The research firm EMC found that support was strong among men and women, across all age groups and among union and non-union households. The only group with a majority opposed to the proposal were Republicans.
The telephone survey of 550 likely voters was conducted May 4-8 and paid for by SEIU 775, which supported a similar measure in SeaTac. The poll had a 4.2 percent margin of error.
Respondents also were asked to rate several different plans for reaching the $15 goal. The plans were described generally, without any information about who was supporting them.

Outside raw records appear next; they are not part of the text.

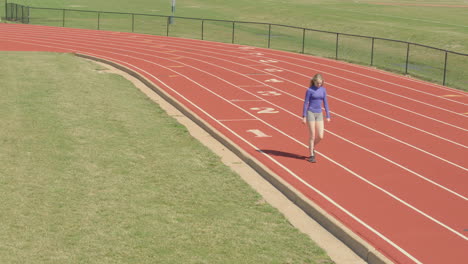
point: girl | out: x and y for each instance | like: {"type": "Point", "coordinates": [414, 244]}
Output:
{"type": "Point", "coordinates": [312, 112]}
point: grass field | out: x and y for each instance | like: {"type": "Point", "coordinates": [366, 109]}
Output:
{"type": "Point", "coordinates": [92, 171]}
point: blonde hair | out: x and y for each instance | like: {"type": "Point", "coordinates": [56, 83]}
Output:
{"type": "Point", "coordinates": [316, 77]}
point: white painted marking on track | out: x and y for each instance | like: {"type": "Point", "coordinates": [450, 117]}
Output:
{"type": "Point", "coordinates": [258, 133]}
{"type": "Point", "coordinates": [265, 110]}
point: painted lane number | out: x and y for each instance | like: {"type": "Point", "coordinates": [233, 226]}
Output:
{"type": "Point", "coordinates": [268, 93]}
{"type": "Point", "coordinates": [258, 133]}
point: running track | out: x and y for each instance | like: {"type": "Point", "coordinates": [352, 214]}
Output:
{"type": "Point", "coordinates": [392, 167]}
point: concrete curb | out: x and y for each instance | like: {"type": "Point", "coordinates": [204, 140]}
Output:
{"type": "Point", "coordinates": [363, 249]}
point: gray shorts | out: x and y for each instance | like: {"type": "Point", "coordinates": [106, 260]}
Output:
{"type": "Point", "coordinates": [314, 117]}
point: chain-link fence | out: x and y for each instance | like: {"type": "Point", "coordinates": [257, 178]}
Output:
{"type": "Point", "coordinates": [420, 61]}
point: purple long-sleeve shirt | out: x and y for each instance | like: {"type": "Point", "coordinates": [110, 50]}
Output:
{"type": "Point", "coordinates": [313, 101]}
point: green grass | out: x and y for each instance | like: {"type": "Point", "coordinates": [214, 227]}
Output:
{"type": "Point", "coordinates": [92, 171]}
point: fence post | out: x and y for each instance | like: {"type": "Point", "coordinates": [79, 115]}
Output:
{"type": "Point", "coordinates": [233, 29]}
{"type": "Point", "coordinates": [167, 26]}
{"type": "Point", "coordinates": [203, 25]}
{"type": "Point", "coordinates": [445, 68]}
{"type": "Point", "coordinates": [407, 59]}
{"type": "Point", "coordinates": [336, 53]}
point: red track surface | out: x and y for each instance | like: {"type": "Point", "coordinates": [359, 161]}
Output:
{"type": "Point", "coordinates": [392, 166]}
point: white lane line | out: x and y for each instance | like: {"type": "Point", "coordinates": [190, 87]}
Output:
{"type": "Point", "coordinates": [428, 180]}
{"type": "Point", "coordinates": [236, 120]}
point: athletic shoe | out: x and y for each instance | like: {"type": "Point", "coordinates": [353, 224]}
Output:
{"type": "Point", "coordinates": [312, 159]}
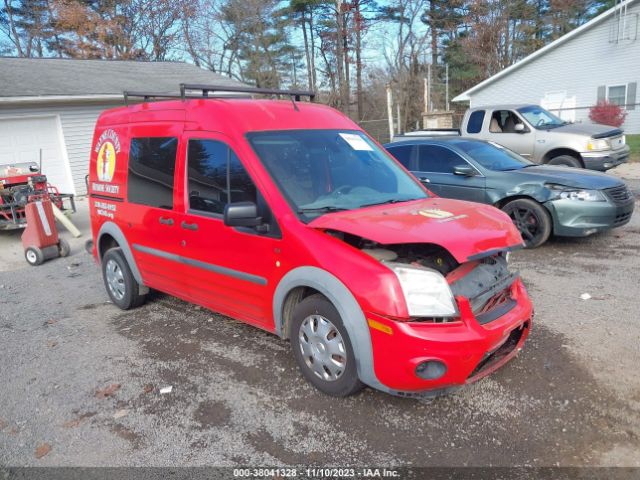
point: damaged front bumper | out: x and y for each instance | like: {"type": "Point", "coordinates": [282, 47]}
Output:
{"type": "Point", "coordinates": [486, 335]}
{"type": "Point", "coordinates": [580, 219]}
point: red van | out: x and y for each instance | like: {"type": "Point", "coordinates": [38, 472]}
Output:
{"type": "Point", "coordinates": [286, 215]}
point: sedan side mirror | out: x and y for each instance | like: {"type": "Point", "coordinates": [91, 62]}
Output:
{"type": "Point", "coordinates": [241, 214]}
{"type": "Point", "coordinates": [464, 170]}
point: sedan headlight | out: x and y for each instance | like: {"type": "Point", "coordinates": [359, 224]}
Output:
{"type": "Point", "coordinates": [570, 193]}
{"type": "Point", "coordinates": [426, 291]}
{"type": "Point", "coordinates": [597, 144]}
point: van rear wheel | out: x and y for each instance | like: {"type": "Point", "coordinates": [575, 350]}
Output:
{"type": "Point", "coordinates": [122, 287]}
{"type": "Point", "coordinates": [322, 348]}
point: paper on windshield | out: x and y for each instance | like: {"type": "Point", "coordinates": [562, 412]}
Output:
{"type": "Point", "coordinates": [356, 141]}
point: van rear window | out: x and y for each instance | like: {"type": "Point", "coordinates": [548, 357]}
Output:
{"type": "Point", "coordinates": [152, 163]}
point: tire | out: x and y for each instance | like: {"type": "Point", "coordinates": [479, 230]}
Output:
{"type": "Point", "coordinates": [566, 161]}
{"type": "Point", "coordinates": [34, 256]}
{"type": "Point", "coordinates": [122, 287]}
{"type": "Point", "coordinates": [88, 246]}
{"type": "Point", "coordinates": [64, 249]}
{"type": "Point", "coordinates": [532, 220]}
{"type": "Point", "coordinates": [315, 315]}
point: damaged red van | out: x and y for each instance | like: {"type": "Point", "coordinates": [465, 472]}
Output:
{"type": "Point", "coordinates": [286, 215]}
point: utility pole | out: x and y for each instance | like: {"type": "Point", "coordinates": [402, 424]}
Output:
{"type": "Point", "coordinates": [446, 69]}
{"type": "Point", "coordinates": [426, 95]}
{"type": "Point", "coordinates": [429, 84]}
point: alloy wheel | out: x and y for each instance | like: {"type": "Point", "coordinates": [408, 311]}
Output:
{"type": "Point", "coordinates": [322, 347]}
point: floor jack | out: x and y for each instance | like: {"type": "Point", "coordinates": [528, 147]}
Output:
{"type": "Point", "coordinates": [40, 238]}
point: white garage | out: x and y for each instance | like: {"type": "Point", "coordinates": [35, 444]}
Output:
{"type": "Point", "coordinates": [52, 104]}
{"type": "Point", "coordinates": [37, 139]}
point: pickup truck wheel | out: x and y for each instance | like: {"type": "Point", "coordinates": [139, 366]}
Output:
{"type": "Point", "coordinates": [322, 348]}
{"type": "Point", "coordinates": [122, 287]}
{"type": "Point", "coordinates": [531, 219]}
{"type": "Point", "coordinates": [565, 160]}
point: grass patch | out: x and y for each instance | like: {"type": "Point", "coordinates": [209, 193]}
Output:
{"type": "Point", "coordinates": [634, 144]}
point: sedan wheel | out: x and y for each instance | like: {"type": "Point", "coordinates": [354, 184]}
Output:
{"type": "Point", "coordinates": [531, 219]}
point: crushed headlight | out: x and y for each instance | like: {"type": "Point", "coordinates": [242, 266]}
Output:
{"type": "Point", "coordinates": [426, 291]}
{"type": "Point", "coordinates": [596, 144]}
{"type": "Point", "coordinates": [570, 193]}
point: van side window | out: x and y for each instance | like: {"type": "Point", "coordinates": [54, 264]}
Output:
{"type": "Point", "coordinates": [152, 163]}
{"type": "Point", "coordinates": [215, 174]}
{"type": "Point", "coordinates": [475, 121]}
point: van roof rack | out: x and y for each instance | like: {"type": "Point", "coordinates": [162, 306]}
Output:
{"type": "Point", "coordinates": [295, 95]}
{"type": "Point", "coordinates": [206, 89]}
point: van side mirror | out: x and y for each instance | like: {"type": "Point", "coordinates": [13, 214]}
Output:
{"type": "Point", "coordinates": [464, 170]}
{"type": "Point", "coordinates": [241, 214]}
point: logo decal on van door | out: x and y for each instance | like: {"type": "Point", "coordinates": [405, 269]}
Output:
{"type": "Point", "coordinates": [108, 147]}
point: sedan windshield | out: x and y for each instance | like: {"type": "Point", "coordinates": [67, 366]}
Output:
{"type": "Point", "coordinates": [322, 171]}
{"type": "Point", "coordinates": [493, 156]}
{"type": "Point", "coordinates": [541, 118]}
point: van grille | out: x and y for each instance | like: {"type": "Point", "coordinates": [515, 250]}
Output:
{"type": "Point", "coordinates": [619, 195]}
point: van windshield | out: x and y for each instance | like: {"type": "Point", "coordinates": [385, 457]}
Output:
{"type": "Point", "coordinates": [321, 171]}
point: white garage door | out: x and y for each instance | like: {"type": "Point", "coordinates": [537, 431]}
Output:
{"type": "Point", "coordinates": [22, 138]}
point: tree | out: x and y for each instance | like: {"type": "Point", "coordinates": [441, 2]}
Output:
{"type": "Point", "coordinates": [260, 39]}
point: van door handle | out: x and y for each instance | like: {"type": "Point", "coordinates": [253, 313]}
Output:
{"type": "Point", "coordinates": [189, 226]}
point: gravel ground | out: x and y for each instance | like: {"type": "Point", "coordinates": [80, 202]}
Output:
{"type": "Point", "coordinates": [85, 378]}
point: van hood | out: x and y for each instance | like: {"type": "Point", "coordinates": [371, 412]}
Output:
{"type": "Point", "coordinates": [467, 230]}
{"type": "Point", "coordinates": [588, 129]}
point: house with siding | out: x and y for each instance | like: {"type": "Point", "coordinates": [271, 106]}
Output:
{"type": "Point", "coordinates": [599, 60]}
{"type": "Point", "coordinates": [49, 107]}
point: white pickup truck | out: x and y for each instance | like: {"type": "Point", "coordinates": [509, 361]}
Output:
{"type": "Point", "coordinates": [542, 137]}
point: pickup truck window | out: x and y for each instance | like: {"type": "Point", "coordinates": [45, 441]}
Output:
{"type": "Point", "coordinates": [404, 154]}
{"type": "Point", "coordinates": [437, 159]}
{"type": "Point", "coordinates": [504, 121]}
{"type": "Point", "coordinates": [493, 157]}
{"type": "Point", "coordinates": [474, 125]}
{"type": "Point", "coordinates": [540, 118]}
{"type": "Point", "coordinates": [320, 171]}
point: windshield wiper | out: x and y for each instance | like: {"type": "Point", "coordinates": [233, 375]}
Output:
{"type": "Point", "coordinates": [328, 208]}
{"type": "Point", "coordinates": [393, 200]}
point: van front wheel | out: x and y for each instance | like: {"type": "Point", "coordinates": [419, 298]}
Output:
{"type": "Point", "coordinates": [322, 348]}
{"type": "Point", "coordinates": [122, 287]}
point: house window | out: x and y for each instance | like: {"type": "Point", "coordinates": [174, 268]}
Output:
{"type": "Point", "coordinates": [617, 94]}
{"type": "Point", "coordinates": [475, 122]}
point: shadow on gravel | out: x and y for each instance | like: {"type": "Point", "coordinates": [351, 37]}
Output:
{"type": "Point", "coordinates": [232, 381]}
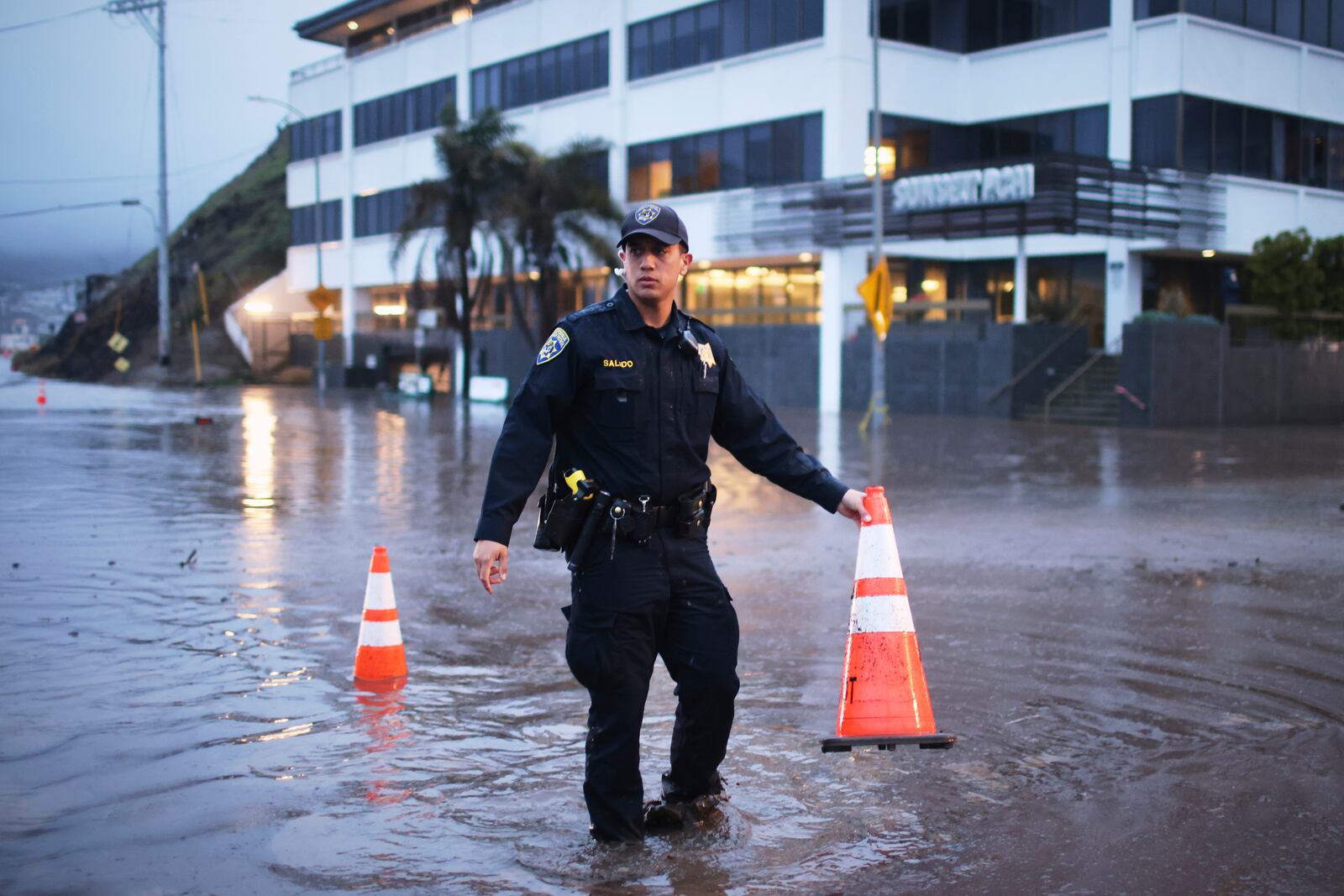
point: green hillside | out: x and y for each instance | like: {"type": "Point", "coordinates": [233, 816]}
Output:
{"type": "Point", "coordinates": [239, 237]}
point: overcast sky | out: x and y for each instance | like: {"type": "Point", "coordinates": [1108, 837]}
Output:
{"type": "Point", "coordinates": [80, 120]}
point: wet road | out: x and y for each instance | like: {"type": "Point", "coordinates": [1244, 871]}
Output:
{"type": "Point", "coordinates": [1135, 634]}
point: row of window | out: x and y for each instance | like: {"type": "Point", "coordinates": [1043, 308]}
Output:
{"type": "Point", "coordinates": [405, 112]}
{"type": "Point", "coordinates": [969, 26]}
{"type": "Point", "coordinates": [719, 29]}
{"type": "Point", "coordinates": [917, 143]}
{"type": "Point", "coordinates": [1194, 134]}
{"type": "Point", "coordinates": [770, 152]}
{"type": "Point", "coordinates": [537, 76]}
{"type": "Point", "coordinates": [1320, 22]}
{"type": "Point", "coordinates": [302, 223]}
{"type": "Point", "coordinates": [315, 136]}
{"type": "Point", "coordinates": [383, 212]}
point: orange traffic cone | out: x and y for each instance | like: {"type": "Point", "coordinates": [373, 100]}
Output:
{"type": "Point", "coordinates": [381, 656]}
{"type": "Point", "coordinates": [884, 694]}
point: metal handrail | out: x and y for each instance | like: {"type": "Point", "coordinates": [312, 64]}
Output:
{"type": "Point", "coordinates": [1037, 362]}
{"type": "Point", "coordinates": [1073, 378]}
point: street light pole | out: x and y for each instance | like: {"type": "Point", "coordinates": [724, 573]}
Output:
{"type": "Point", "coordinates": [879, 359]}
{"type": "Point", "coordinates": [141, 9]}
{"type": "Point", "coordinates": [318, 233]}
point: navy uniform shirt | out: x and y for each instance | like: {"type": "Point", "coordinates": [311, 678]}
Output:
{"type": "Point", "coordinates": [633, 411]}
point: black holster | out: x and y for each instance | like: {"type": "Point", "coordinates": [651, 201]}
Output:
{"type": "Point", "coordinates": [694, 510]}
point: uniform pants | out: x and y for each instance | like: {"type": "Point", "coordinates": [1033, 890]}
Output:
{"type": "Point", "coordinates": [662, 598]}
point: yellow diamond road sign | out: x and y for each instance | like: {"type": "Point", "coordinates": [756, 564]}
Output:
{"type": "Point", "coordinates": [877, 296]}
{"type": "Point", "coordinates": [322, 298]}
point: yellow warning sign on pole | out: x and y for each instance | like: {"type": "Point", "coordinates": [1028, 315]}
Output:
{"type": "Point", "coordinates": [322, 298]}
{"type": "Point", "coordinates": [875, 291]}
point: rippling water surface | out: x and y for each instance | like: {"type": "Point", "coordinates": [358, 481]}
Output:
{"type": "Point", "coordinates": [1135, 634]}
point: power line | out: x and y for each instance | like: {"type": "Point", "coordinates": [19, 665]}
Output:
{"type": "Point", "coordinates": [51, 208]}
{"type": "Point", "coordinates": [42, 22]}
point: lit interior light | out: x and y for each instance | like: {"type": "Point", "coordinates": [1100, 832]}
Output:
{"type": "Point", "coordinates": [886, 157]}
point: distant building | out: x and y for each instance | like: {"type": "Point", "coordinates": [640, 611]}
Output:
{"type": "Point", "coordinates": [1052, 160]}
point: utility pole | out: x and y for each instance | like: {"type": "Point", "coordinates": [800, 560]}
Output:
{"type": "Point", "coordinates": [143, 9]}
{"type": "Point", "coordinates": [879, 359]}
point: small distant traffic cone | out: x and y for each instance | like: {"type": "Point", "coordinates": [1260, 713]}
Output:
{"type": "Point", "coordinates": [381, 658]}
{"type": "Point", "coordinates": [884, 694]}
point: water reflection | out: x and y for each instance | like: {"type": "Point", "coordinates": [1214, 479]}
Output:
{"type": "Point", "coordinates": [390, 436]}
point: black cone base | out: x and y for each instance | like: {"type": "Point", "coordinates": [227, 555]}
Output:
{"type": "Point", "coordinates": [891, 741]}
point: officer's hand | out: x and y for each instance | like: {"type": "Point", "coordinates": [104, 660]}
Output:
{"type": "Point", "coordinates": [851, 506]}
{"type": "Point", "coordinates": [491, 563]}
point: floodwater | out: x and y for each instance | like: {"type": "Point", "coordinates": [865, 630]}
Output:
{"type": "Point", "coordinates": [1135, 634]}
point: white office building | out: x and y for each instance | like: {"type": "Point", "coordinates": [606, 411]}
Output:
{"type": "Point", "coordinates": [1047, 160]}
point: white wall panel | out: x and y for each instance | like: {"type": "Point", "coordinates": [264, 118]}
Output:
{"type": "Point", "coordinates": [1156, 58]}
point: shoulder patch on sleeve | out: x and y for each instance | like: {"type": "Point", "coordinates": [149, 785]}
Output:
{"type": "Point", "coordinates": [554, 344]}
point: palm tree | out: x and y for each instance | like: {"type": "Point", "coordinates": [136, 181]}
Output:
{"type": "Point", "coordinates": [480, 161]}
{"type": "Point", "coordinates": [557, 215]}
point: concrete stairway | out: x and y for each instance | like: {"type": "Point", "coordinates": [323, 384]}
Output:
{"type": "Point", "coordinates": [1090, 399]}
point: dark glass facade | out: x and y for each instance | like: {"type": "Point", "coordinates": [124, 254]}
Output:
{"type": "Point", "coordinates": [1320, 22]}
{"type": "Point", "coordinates": [548, 74]}
{"type": "Point", "coordinates": [968, 26]}
{"type": "Point", "coordinates": [1200, 134]}
{"type": "Point", "coordinates": [770, 152]}
{"type": "Point", "coordinates": [381, 212]}
{"type": "Point", "coordinates": [302, 223]}
{"type": "Point", "coordinates": [405, 112]}
{"type": "Point", "coordinates": [719, 29]}
{"type": "Point", "coordinates": [918, 143]}
{"type": "Point", "coordinates": [315, 136]}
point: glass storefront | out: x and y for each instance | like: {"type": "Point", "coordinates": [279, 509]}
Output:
{"type": "Point", "coordinates": [754, 295]}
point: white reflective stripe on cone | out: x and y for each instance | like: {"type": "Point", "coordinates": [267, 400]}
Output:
{"type": "Point", "coordinates": [378, 593]}
{"type": "Point", "coordinates": [880, 613]}
{"type": "Point", "coordinates": [380, 634]}
{"type": "Point", "coordinates": [878, 557]}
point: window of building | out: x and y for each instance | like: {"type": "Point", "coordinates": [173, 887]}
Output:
{"type": "Point", "coordinates": [302, 223]}
{"type": "Point", "coordinates": [1236, 140]}
{"type": "Point", "coordinates": [402, 113]}
{"type": "Point", "coordinates": [719, 29]}
{"type": "Point", "coordinates": [754, 295]}
{"type": "Point", "coordinates": [968, 26]}
{"type": "Point", "coordinates": [917, 143]}
{"type": "Point", "coordinates": [1320, 22]}
{"type": "Point", "coordinates": [770, 152]}
{"type": "Point", "coordinates": [548, 74]}
{"type": "Point", "coordinates": [316, 136]}
{"type": "Point", "coordinates": [1068, 289]}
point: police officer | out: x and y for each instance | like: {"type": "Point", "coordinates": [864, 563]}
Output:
{"type": "Point", "coordinates": [631, 390]}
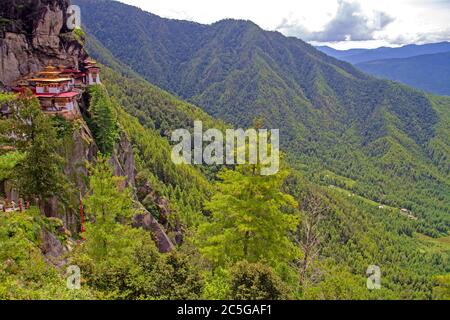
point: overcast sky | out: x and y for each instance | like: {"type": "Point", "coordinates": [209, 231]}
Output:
{"type": "Point", "coordinates": [342, 24]}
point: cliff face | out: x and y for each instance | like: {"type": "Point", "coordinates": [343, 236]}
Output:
{"type": "Point", "coordinates": [33, 35]}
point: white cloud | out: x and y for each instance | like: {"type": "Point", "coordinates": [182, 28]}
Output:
{"type": "Point", "coordinates": [343, 22]}
{"type": "Point", "coordinates": [350, 23]}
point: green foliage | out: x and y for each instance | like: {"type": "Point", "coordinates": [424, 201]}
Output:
{"type": "Point", "coordinates": [8, 162]}
{"type": "Point", "coordinates": [385, 137]}
{"type": "Point", "coordinates": [103, 121]}
{"type": "Point", "coordinates": [24, 273]}
{"type": "Point", "coordinates": [107, 203]}
{"type": "Point", "coordinates": [250, 219]}
{"type": "Point", "coordinates": [255, 281]}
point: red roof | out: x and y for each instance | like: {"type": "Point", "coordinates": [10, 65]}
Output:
{"type": "Point", "coordinates": [70, 94]}
{"type": "Point", "coordinates": [70, 71]}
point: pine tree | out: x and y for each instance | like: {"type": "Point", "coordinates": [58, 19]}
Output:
{"type": "Point", "coordinates": [249, 220]}
{"type": "Point", "coordinates": [39, 175]}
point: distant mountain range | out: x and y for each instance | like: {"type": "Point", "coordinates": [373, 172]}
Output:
{"type": "Point", "coordinates": [425, 67]}
{"type": "Point", "coordinates": [355, 56]}
{"type": "Point", "coordinates": [430, 72]}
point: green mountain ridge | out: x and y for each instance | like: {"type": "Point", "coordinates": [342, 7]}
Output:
{"type": "Point", "coordinates": [427, 72]}
{"type": "Point", "coordinates": [392, 140]}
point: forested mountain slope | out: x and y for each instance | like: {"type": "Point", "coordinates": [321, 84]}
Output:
{"type": "Point", "coordinates": [390, 140]}
{"type": "Point", "coordinates": [353, 230]}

Mayor Ed Murray’s Income Inequality Advisory Committee’s recommendation to phase in the $15 minimum between 3 and 7 years and to temporarily count tips and health care benefits polled the highest, with 57 percent support. The $15 Now charter amendment that calls for a hike in 2015 for large businesses and a three-year phase-in for small businesses got 45 percent support. A third proposal by the business-backed One Seattle that calls for an eight-year phase-in and a permanent credit for tips and benefits fared the poorest with just 41 percent support.
When asked whether they’d be more likely to support a $15 minimum wage or a $12.50 minimum wage, respondents chose the $15 option by a margin of almost 20 percentage points higher, 57 percent to 38 percent. The likely voters also supported phasing out tips and health care benefits or not counting them at all rather than crediting them permanently toward the minimum wage, by 64 percent to 23 percent.